Morocco is well known for beautiful and original handwoven wool rugs, made mostly by Berber tribes, with the weaving reflecting their creative independence and age-old traditions and beliefs. Since the middle of the 20th century, a new type of rug started to become better known when Berber women started to make a variety of practical domestic carpets using a wider range of non-wool materials and began to use new non-traditional styles for these pieces. Now it is found in some of the hippest homes!
This is the Boucherouite rug, (pronounced boo-shay-REET), a word meaning in Arabic ‘a piece torn from used clothing’, or a ‘scrap’. Wonderfully extravagant in colour, this rug makes of rag strips and yarns from recycled clothes, wool, cotton
Where original vegetable dyes were on the whole subtle and soft, the dyes in these scraps are much brighter and bolder. The rugs can feature asymmetrical patterning and free-form shapes based on the tribal symbols and motifs used in wool carpets, such as a lozenge, small square, and chevron shapes.

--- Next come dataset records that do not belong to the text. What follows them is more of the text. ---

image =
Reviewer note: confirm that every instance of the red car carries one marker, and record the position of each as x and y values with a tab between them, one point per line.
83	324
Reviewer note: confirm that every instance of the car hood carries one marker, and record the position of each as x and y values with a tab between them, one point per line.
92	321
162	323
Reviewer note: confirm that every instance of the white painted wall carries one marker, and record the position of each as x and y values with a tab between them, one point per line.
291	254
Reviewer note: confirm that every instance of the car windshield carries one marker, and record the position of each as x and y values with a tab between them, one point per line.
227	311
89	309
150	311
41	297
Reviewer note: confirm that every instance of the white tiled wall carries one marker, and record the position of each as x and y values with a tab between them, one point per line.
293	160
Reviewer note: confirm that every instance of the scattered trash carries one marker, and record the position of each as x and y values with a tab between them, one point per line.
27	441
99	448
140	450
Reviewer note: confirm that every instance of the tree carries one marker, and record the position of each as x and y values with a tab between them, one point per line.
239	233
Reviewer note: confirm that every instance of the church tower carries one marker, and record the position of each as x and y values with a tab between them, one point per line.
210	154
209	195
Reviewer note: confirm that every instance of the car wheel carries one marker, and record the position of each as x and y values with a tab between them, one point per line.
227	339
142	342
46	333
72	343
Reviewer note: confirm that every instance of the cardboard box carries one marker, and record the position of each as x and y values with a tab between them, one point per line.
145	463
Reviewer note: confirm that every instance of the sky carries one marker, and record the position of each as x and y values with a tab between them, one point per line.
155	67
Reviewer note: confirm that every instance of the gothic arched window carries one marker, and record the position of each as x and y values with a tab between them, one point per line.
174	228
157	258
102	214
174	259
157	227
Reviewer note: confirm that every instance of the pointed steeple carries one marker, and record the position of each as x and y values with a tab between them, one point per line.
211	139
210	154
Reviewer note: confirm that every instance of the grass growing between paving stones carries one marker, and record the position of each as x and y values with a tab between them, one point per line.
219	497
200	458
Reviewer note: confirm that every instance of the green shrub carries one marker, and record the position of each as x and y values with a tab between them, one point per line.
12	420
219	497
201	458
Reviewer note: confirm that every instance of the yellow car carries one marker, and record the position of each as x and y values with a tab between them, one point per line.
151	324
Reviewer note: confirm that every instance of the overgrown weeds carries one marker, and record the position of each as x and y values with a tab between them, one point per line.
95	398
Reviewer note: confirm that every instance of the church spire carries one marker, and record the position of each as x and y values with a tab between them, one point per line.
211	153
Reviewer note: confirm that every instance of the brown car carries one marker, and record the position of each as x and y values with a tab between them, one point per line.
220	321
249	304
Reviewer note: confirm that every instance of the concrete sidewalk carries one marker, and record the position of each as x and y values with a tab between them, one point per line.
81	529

They were made as very practical household items, and were often used to cover more expensive hand-made wool rugs, when families were sitting on the floor, preparing food, or for babies to play on. Like so many beautiful tribal carpets, they combine practicality with an irresistible exuberance and sense of fun and happiness. They were also created to sit on when travelling by mule or horse, and are frequently still seen as saddle covers. They are rarely very large, more commonly woven for simple everyday use, yet still display a great creative vitality.